İşte Venedik maceramızdan aklımda kalanlar;
- Kelimenin tam anlamıyla Venedik’e çıkarma yaptık. Türkiyeli sanat kurumları, sanatçılar, sanat danışmanları, iş dünyası, gazeteciler ve cemiyet hayatının gözde isimleri, hepimiz sanat için yollara düştük.
- Bienal zamanı Venedik’e olan talebin katlanmasına ve fiyatların sıçramasına rağmen, en pahalı ve seçkin mekanlarda çoğunluğu, Türkiye’den gelenler oluşturdu. Venedik’ten bakıldığında ülkemizin ekonomik ve kültürel düzeyi göz kamaştırdı.
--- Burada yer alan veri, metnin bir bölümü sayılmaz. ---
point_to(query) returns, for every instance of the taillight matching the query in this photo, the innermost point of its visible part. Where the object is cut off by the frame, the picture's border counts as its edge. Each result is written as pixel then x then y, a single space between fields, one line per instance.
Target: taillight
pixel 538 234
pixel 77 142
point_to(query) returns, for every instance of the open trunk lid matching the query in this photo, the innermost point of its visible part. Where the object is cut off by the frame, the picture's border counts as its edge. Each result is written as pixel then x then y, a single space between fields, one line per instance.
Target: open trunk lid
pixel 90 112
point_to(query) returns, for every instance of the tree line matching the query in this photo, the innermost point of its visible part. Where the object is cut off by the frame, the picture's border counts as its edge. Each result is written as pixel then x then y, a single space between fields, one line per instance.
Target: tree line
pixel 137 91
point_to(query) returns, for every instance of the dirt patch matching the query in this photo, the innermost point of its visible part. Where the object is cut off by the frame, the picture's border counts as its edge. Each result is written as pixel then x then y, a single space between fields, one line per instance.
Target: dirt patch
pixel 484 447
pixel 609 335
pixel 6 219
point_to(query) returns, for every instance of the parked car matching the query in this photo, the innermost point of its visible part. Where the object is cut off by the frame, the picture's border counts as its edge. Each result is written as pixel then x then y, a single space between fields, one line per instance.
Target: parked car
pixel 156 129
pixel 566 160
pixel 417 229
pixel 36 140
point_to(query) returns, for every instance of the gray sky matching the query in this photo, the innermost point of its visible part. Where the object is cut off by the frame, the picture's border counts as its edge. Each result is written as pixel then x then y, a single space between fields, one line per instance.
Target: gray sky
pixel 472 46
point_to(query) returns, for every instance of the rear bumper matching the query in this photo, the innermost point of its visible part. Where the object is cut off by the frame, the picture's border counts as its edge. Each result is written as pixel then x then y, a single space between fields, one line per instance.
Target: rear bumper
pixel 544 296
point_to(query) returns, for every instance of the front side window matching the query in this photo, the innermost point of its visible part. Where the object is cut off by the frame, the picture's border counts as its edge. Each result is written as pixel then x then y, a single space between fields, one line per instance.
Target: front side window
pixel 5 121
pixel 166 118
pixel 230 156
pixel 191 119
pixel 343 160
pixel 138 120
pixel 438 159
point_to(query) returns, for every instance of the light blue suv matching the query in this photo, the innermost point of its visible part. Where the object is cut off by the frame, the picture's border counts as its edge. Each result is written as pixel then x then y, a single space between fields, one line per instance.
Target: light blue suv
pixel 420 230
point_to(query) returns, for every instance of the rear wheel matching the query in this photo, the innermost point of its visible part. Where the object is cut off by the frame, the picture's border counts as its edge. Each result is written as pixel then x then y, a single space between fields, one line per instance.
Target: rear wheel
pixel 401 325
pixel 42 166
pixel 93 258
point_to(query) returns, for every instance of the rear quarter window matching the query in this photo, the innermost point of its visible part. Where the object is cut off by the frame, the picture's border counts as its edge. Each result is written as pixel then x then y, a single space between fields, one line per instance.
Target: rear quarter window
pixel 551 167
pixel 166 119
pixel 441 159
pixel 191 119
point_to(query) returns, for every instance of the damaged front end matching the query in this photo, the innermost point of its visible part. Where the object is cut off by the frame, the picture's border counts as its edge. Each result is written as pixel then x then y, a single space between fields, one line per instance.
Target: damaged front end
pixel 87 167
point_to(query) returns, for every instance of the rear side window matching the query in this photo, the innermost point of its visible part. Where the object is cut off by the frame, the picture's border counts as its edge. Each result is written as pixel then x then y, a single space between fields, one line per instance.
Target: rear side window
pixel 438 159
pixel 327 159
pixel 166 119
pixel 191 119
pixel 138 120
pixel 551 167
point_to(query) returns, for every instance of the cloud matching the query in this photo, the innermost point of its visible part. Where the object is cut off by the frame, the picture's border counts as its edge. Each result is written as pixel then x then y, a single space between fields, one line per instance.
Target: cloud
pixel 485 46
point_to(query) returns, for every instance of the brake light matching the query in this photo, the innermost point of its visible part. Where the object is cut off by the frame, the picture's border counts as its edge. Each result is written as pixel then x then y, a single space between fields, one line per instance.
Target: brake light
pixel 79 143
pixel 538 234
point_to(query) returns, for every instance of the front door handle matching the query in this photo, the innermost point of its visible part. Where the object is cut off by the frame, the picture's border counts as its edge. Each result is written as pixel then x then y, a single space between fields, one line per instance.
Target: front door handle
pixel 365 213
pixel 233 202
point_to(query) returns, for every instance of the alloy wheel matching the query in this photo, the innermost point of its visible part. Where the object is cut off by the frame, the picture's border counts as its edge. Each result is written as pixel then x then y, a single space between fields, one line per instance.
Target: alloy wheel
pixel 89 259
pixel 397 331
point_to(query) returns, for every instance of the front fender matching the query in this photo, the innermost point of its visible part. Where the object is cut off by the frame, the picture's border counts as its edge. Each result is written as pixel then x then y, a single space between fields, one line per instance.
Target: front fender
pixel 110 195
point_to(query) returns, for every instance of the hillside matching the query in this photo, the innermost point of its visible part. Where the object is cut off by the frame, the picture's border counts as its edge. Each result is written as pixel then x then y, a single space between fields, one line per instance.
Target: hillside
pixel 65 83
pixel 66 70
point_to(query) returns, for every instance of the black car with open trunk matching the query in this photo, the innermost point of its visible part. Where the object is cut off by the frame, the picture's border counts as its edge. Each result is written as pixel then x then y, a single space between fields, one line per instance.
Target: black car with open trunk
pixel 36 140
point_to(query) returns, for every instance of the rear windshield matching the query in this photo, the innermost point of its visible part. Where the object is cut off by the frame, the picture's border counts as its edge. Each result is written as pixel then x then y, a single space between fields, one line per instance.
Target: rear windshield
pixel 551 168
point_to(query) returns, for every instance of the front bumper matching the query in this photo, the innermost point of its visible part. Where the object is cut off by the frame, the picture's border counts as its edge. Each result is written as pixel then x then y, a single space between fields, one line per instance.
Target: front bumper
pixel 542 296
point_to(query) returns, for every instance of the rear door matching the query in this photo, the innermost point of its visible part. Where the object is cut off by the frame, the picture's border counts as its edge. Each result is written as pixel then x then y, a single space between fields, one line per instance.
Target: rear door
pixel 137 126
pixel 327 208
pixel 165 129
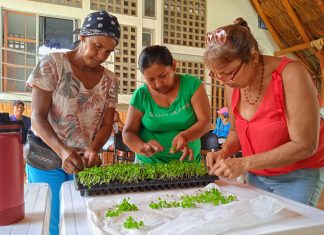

- Ahmet Güneştekin Bienal’le eş zamanlı sergisini, Venedik’in merkezi olan San Marco meydanında, kanal manzaralı yüzlerce yıllık tarihi mekan ‘La Pieta’da sergilerken, Sarkis’i ağırlayan Türkiye Pavyonu Bienal’in iki ana bölümünden biri olan ‘Arsenale’de gerçekleşiyor. Üstelik bu mekan 20 yıllığına Türkiye’ye tahsis edilmiş durumda. Kutluğ Ataman’ın ana sergiye davet edilen ‘Sakıp Sabancı’nın Portresi’ ise 136 sanatçının katıldığı uluslararası seçkide yer alıyor. Kısacası, Türkiyeli sanatçıların eserleri Venedik’in ve Bienal’in en merkezi alanlarında izleniyor.
- Venedik’te bir Kürt, bir Ermeni, bir Türk sanatçı, gerçek Türkiye mozaiğini gözler önüne seriyor. Herkes Türkiye’yi temsil ediyor. Ahmet Güneştekin’in ifadesiyle, “Bu tablo Türkiye’yi tarif ediyor.”
- Venedik şehri ise, Bienal’in ekonomisine getirdiği canlılığın tadını çıkarıyor. Sanatın sadece zihinsel değil ekonomik karşılığı da olduğunun adeta ispatı oluyor.
‘Venedik Bienali’ 9 Mayıs - 22 Kasım tarihleri arasında gerçekleşiyor. Yolunuz Venedik’e düşerse, sanatçılarımızın eserlerini görmeyi ihmal etmeyin.
Zeki Alasya’nın ardından
Bu hafta, hüznü de yaşadık. Usta sanatçı Zeki Alasya’nın vefatı hepimizi üzdü. İstanbul’a döndük, Alasya’yı son yolculuğuna uğurladık. Cenaze törenleri her zaman zordur, sevilen insanın ardından son görevini yerine getirmek isteyen dostları vardır. Olması gereken de budur, “Ne çok seveni varmış” deriz. Ama, ‘ünlü’ lerin cenaze törenleri, uğurlamaya gelen diğer ‘ünlü’leri görmek için bir bahane oluyor. Ellerde telefonlar, izinsiz fotoğraflar çekiliyor. Canlı yayında, tanıdıklarına el sallamak da cabası. Bu duyarsızlık beni de isyan ettirdi. O sırada, Aydemir Akbaş ve Behzat Uygur duygularıma tercüman oluyor. Onların cümleleriyle bir daha söyleyeyim. “Cenaze törenleri kutsaldır, fotoğraf çektirmek için toplanılan yerler değildir. Bırakın acımızı yaşayalım.”